We were totally exhausted by the end of that, but it was time to eat a real meal. So we took the Metro to La Rambla and wandered until we found a little rambla called Rambla Raval, where we found an upscale boutique hotel called Barcelo Raval, which has a sort of upscale gastro bistro in its lobby called the B Lounge. Very futuristic surreal decor in line with what you’d find in any other metropolitan city with retro-70s hipster cocktail culture. Miniature foie gras sliders, quail egg gazpacho, “faux” risotto (tiny orzo instead of rice) with a parmesan “cookie”, prawn carpaccio with spherified olive oil.
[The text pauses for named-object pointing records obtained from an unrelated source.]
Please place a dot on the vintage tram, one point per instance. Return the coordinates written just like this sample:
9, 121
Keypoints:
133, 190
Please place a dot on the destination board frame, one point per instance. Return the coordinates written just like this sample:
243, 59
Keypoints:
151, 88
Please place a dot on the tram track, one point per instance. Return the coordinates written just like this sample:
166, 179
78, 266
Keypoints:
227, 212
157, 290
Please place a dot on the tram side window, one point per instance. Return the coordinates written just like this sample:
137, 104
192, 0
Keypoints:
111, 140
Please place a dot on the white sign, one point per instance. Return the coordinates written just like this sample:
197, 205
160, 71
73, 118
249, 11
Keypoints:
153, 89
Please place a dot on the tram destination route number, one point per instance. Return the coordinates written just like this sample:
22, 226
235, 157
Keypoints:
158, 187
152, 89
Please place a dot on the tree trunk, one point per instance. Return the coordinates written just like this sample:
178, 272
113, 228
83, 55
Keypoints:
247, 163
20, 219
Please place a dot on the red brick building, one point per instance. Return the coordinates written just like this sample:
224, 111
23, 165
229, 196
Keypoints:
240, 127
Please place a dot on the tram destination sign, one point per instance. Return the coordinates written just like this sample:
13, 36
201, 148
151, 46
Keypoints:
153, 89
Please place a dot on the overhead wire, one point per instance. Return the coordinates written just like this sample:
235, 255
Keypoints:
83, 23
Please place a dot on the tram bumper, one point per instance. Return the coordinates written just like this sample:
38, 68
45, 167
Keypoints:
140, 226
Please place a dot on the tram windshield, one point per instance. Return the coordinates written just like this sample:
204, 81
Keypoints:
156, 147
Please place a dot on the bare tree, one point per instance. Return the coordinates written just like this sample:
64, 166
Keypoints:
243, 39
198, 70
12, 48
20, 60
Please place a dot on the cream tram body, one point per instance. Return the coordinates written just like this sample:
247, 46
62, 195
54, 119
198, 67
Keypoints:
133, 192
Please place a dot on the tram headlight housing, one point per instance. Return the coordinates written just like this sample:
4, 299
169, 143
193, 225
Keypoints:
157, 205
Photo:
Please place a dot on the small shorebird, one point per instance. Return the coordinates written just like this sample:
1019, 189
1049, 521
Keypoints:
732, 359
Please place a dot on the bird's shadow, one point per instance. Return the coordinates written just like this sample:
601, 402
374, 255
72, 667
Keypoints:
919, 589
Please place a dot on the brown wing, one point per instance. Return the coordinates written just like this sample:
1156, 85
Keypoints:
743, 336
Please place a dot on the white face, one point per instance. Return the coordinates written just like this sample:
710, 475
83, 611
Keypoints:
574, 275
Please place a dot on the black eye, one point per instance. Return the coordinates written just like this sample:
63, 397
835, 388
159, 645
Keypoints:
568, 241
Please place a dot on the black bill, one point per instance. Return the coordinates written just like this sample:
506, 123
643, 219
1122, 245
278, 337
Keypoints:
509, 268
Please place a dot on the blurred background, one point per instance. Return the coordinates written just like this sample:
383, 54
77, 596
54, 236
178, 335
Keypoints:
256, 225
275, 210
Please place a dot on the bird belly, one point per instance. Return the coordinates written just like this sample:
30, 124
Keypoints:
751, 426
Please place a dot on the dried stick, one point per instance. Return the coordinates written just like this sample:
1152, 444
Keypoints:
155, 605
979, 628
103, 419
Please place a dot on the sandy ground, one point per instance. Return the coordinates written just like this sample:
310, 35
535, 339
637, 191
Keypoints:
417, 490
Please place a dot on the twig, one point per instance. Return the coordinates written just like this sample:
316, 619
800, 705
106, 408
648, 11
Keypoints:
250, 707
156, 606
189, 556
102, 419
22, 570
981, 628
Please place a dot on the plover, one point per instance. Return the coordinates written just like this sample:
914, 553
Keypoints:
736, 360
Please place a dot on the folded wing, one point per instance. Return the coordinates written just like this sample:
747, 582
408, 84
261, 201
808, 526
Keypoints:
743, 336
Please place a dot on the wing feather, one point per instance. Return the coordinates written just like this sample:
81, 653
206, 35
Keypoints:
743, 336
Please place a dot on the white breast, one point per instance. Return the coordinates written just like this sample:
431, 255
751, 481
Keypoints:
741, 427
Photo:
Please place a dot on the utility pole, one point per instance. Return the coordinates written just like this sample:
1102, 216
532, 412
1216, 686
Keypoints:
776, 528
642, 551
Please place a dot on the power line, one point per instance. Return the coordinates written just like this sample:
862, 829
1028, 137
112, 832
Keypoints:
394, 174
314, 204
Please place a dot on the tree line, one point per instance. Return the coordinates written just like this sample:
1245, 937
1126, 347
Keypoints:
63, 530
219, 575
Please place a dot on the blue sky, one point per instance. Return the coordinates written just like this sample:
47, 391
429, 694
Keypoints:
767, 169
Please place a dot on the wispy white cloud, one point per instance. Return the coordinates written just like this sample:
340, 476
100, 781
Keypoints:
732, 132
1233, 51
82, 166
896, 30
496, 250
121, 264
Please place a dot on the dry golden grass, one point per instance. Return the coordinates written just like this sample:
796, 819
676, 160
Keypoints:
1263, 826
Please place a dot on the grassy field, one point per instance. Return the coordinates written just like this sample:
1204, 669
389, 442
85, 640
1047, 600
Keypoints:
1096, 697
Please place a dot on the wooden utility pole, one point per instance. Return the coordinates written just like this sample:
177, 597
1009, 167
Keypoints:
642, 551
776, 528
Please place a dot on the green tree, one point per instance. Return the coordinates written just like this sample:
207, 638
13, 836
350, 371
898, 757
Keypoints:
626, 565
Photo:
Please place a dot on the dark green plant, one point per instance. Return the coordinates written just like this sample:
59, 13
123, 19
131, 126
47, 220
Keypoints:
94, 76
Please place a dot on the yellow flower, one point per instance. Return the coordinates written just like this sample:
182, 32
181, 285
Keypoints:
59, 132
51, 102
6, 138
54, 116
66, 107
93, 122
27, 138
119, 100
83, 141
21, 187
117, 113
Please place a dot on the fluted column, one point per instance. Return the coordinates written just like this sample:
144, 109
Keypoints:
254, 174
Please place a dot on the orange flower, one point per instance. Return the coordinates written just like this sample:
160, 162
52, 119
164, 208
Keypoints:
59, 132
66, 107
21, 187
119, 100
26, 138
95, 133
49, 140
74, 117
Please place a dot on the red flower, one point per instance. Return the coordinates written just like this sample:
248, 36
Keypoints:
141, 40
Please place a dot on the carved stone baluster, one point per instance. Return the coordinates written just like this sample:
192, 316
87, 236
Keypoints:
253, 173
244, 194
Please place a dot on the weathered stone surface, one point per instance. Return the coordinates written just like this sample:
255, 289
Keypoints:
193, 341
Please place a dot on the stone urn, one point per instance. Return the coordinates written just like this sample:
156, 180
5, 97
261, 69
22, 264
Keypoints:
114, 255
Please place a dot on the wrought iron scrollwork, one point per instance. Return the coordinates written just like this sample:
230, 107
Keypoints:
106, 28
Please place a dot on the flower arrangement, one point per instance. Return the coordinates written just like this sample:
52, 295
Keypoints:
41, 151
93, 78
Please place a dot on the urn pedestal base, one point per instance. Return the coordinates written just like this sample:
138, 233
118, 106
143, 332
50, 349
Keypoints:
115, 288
You get the idea. Dessert was a “pina colada” which was some kind of pineapple gelee with chunks of pineapple, freezedried banana pieces, Pop Rocks, etc. Very fun to eat, which was the point. And a set of “ravioli” filled with chocolate and served with hibiscus salt and olive oil “roe” (spherified).
Then we came back to the hotel and all crashed super-hard. I’m writing this now the morning of the fourth day, and corwin and Kate are still asleep!
Today we rent a car, we’re going to try to see Park Guell, and then we drive into the mountains to Cardona where we’re going to stay in a castle tonight.